Gunner David Rottluff is just moments away from setting off an avalanche.

As one of six artillery gunners preparing to fire a powerful Howitzer gun, the army reservist’s voice becomes clipped with excitement.

They’re about to trigger an avalanche in Glacier National Park that otherwise might have led to catastrophe for traffic along Rogers Pass, a section of the Trans-Canada Highway and the Canadian Pacific Railway line between Golden and Revelstoke.

For the first time since the Canadian Forces’ Operation Palaci began more than 50 years ago, reserve artillery soldiers from 5th Field Artillery Regiment at the Bay Street Armoury in Victoria are involved.

The amount of action the avalanche control teams have seen this winter has been historic – they recently fired six month’s worth of ammunition in 10 days.

“This year has been crazy,” said Victoria resident Sgt. Lisa Kachanoski, supervisor of the Victoria team deployed to the mountains. “They were shooting night and day.”

The four-member team is a special addition to the operation, tasked with calculating firing data for new and improved artillery guns that arrive in March.

Their work means the guns – which are about the size of a Volkswagen Golf car and can level a house with a single blast – will be able to safely and precisely hit 271 targets along a 45-kilometre mountainous stretch.

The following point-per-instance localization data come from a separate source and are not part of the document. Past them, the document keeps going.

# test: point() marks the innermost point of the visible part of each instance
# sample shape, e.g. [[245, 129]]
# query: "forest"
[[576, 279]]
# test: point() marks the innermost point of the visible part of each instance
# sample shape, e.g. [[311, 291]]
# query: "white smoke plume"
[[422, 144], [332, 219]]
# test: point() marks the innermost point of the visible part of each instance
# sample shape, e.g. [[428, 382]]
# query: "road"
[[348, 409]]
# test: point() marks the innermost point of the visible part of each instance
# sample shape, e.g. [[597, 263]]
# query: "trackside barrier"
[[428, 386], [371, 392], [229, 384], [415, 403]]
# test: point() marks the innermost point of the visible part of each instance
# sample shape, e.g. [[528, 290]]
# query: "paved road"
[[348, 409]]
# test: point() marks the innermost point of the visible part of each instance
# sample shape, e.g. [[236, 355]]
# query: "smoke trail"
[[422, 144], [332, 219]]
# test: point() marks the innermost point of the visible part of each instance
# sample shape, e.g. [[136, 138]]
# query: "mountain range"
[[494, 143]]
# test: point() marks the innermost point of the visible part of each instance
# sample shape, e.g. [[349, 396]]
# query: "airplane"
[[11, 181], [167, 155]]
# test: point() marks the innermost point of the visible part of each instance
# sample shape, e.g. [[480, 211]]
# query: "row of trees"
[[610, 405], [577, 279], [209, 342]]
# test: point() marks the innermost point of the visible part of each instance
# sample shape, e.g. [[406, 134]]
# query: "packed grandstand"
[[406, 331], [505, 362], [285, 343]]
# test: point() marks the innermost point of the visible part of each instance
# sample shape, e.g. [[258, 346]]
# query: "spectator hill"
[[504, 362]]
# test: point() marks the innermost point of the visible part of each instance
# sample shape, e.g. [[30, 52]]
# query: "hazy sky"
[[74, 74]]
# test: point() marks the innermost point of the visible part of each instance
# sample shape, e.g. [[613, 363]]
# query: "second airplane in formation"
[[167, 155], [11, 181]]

When avalanches are imminent, Parks Canada staff call upon one of two gunnery teams that are on alert 24 hours a day, seven days a week from December to May. The highway and railway line are closed to traffic, the avalanches are triggered and the clean up begins if snow thunders across the main thoroughfares.

“We’re essentially the only team keeping the transport lines open between Canada and the rest of B.C.,” said Rottluff, who serves with the Victoria regiment’s Nanaimo battery. “Without us, it would cost the government millions of dollars.”

Every day about 4,000 vehicles and 40 trains travel through Rogers Pass.

“I love it up here,” Kachanoski explained. “It’s a change of pace and I’m putting my skills to work.”

Her enthusiasm for keeping people out of harm’s way is tangible even though most motorists and park users don’t realize the military plays such a vital role.

“The public might not know, but we know we’re doing that for them,” said Kachanoski. “It feels good.”